As every year since 1972, with the lone exception of 1974, the Community Festival, aka ComFest, has rallied social justice and arts activists in Columbus, Ohio, to the Party With A Purpose.
This awesome event is totally volunteer-driven with absolutely no corporate sponsorship, and has grown to encompass three days of continuous music on five stages, social justice and healing workshops, spoken word performances, kids activites, and a lively street fair.
In 2016 I volunteered at the Comfest Museum, shown here with the late Sue Urbas’s skirt of many Comfest shirts behind me.
One of the other volunteers on my shift was Anastacia Tomson, a doctor and activist from South Africa, here in the U.S. on a Mandela Washington Fellowship.

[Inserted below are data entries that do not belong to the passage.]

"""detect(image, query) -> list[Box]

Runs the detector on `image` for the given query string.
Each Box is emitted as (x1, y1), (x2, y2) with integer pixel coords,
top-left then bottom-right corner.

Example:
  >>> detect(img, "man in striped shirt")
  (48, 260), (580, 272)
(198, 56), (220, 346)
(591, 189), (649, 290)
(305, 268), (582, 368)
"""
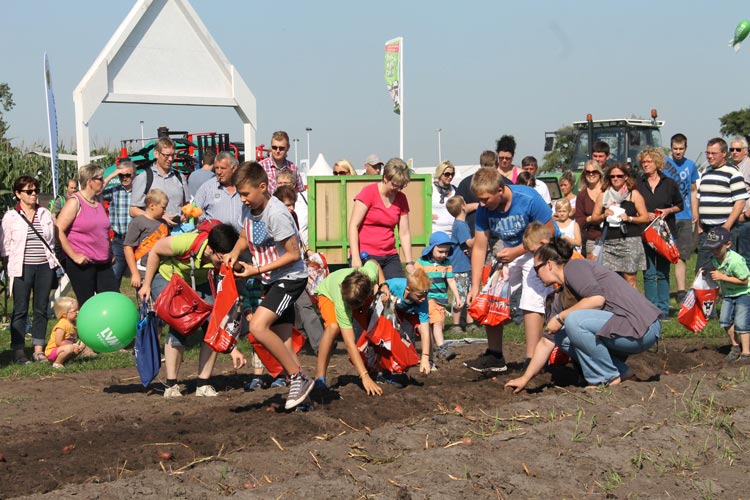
(695, 137), (748, 272)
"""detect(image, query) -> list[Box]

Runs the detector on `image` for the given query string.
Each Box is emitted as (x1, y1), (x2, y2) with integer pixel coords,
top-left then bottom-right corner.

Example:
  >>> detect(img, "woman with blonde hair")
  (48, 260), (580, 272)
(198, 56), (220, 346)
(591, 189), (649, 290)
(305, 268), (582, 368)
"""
(432, 160), (456, 235)
(575, 160), (604, 256)
(348, 158), (414, 278)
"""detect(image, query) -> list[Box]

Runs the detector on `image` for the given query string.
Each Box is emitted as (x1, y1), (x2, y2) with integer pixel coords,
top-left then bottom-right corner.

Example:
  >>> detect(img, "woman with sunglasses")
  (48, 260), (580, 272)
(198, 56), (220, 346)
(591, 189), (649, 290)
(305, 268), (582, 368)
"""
(57, 165), (119, 306)
(591, 163), (649, 288)
(638, 147), (683, 318)
(0, 175), (58, 364)
(347, 158), (414, 279)
(571, 160), (604, 256)
(505, 237), (661, 392)
(432, 160), (456, 235)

Some of the old Comfest volunteer T-shirts hung on the walls, including the royal blue “United We Stand” shirt from 1985 and the pink “Peace and Harmony” shirt from 1986, which my ex-husband Ted Wilson Eakins and I designed. The red T-shirt in the other photo was the first one to feature, in 1982, the Hopewell Indian symbol that became the permanent logo of Comfest. Ted and I brought the Hopewell symbol to the other festival organizers for adoption.
Two photos from the 1982 Comfest feature our band Townsend Wilson & Friends, with Ted on bass, Mary Colleen Russell Townsend on vocals, Gary Hang on keyboards and me on guitar (not pictured was our awesome bongo player, whose name is sadly lost to the mists of time…).